TEHLİKENİN BOYUTLARI (1)
“Çok kan dökülecektir, ama bu temelde
olduktan sonra bunun da zararı yoktur. Kan sadece bizi daha fazla yıkar,
temizler. (Abdullah Öcalan, 12 Eylül Faşizmi ve PKK Direnişi, s. 487)
Yukarıdaki
cümleyi okuyan herkes, ilk anda Göbelsin, Hitlerin, Franco’nun ya da Mussoli’nin
herhangi bir konuşmasından bir alıntı sanır; hayır, bu cümle, Kürt halkına
karşı kitlesel katliamlar yapmış olan Öcalan’a aittir.

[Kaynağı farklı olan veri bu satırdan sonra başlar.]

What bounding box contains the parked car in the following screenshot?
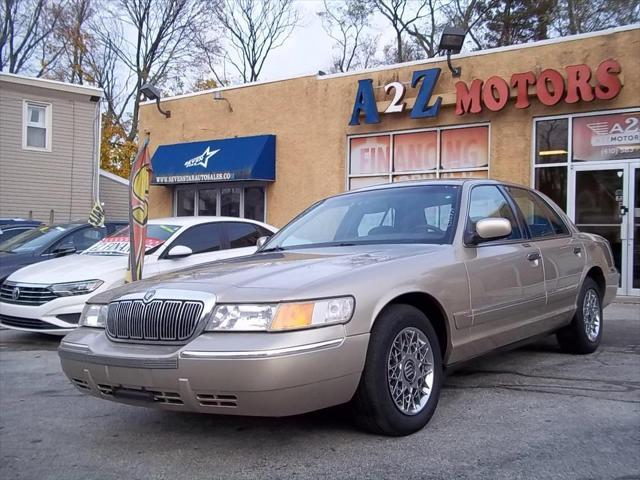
[0,218,42,243]
[0,221,127,283]
[59,180,618,435]
[0,217,276,335]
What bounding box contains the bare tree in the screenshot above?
[208,0,300,83]
[318,0,378,72]
[371,0,426,63]
[96,0,202,140]
[553,0,640,36]
[0,0,63,77]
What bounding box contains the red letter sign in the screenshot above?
[564,64,595,103]
[456,78,482,115]
[596,59,622,100]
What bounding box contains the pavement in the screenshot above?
[0,304,640,480]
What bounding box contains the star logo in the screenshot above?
[184,147,220,168]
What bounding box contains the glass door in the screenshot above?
[569,162,640,295]
[627,162,640,296]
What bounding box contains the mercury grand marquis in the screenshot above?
[59,180,618,435]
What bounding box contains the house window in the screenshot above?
[347,125,489,190]
[22,100,51,152]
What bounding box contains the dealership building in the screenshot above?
[141,25,640,295]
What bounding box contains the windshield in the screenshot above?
[262,185,460,251]
[0,223,79,253]
[82,225,180,255]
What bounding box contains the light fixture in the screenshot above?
[213,90,233,112]
[438,26,467,77]
[140,83,171,118]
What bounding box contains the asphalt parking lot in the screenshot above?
[0,304,640,480]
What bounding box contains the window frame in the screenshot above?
[172,182,268,223]
[345,122,491,191]
[22,98,53,152]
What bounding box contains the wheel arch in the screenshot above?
[374,292,451,362]
[585,265,607,297]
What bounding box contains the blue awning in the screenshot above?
[151,135,276,185]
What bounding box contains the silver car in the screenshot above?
[59,180,618,435]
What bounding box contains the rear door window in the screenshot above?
[167,223,223,253]
[224,222,262,248]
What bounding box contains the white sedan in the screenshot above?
[0,217,277,335]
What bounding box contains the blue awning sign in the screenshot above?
[151,135,276,184]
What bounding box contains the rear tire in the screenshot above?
[557,277,603,355]
[352,304,442,436]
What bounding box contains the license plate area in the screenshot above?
[113,387,155,403]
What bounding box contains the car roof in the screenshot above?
[148,216,261,227]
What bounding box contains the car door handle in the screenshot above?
[527,252,542,262]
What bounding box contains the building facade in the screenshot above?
[0,73,128,223]
[141,26,640,295]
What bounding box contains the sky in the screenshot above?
[260,0,389,80]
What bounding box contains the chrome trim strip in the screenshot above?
[58,341,89,352]
[58,348,178,369]
[180,338,344,360]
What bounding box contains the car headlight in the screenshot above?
[49,280,104,297]
[78,304,109,328]
[205,297,355,332]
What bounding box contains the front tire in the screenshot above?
[353,304,442,436]
[557,277,603,355]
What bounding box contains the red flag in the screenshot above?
[126,138,153,283]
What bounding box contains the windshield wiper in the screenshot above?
[257,247,285,253]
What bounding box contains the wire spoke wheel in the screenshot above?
[582,289,602,342]
[387,327,434,415]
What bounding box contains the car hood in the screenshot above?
[0,252,36,282]
[90,245,445,303]
[9,255,128,284]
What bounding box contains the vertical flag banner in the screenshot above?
[89,200,104,227]
[125,138,152,283]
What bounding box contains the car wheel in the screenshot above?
[353,305,442,436]
[557,278,603,354]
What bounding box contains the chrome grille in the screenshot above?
[107,300,204,342]
[0,282,58,305]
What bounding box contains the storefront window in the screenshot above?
[440,127,489,170]
[536,118,569,164]
[198,188,218,215]
[176,188,196,217]
[573,112,640,162]
[392,131,438,172]
[174,183,265,222]
[220,188,240,217]
[535,167,567,211]
[348,125,489,190]
[244,187,264,222]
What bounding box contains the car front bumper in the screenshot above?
[0,294,93,335]
[59,325,369,417]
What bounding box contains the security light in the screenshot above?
[438,26,467,77]
[140,83,171,118]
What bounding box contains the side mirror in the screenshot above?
[476,218,511,243]
[51,247,77,257]
[167,245,193,258]
[256,237,271,248]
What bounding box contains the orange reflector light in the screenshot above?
[270,303,313,330]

Öcalan ve PKK/HDP
denildiğinde, özellikle de ‘Kürdüm’ diyen herkes, bir kez daha düşünmek
zorundadır. Kan dökmeyi temel almış, Kürt halkının kanıyla banyo yaptığını ve
yapmaya devam edeceğini her fırsatta dile getiren böylesi bir hain yapılanmanın
üzerine cesaretle gidilmediği sürece, gidilecek hiç bir yol yoktur. Bu gerçek
bilince çıkartıldığı oranda ulusal bilinçle hareket etme yetisi kazanılır.
Bir
ulusun ontolojosini tahrip ederek başkalarının ontolojik yapısıyla bütünlemeyi
hedefleyen her yapı, gadar ve kan dökücü olmak zorundadır. İşte PKK/HDP’nin son
derece provokatif, acımasız oluşu bu nedenledir. Son dönemlerde Ankara’da olup
bitenlere bu açıdan bakmak gerekir.
Son
bir kaç haftadan bu yana, PKK’nin Kandil yarasaları üzerinde tartışmalar
yeniden yoğunlaşmaya başladı. Aynı biçimde HDP’de kendisini sürekli gündemde
tutmak için elinden gelen gayreti göstermekte. Gerek Kandil, gerekse de yavrusu
HDP öylesine beklenmedik taklalar atmakta ki şaşkınlık geçirmemek elde değil.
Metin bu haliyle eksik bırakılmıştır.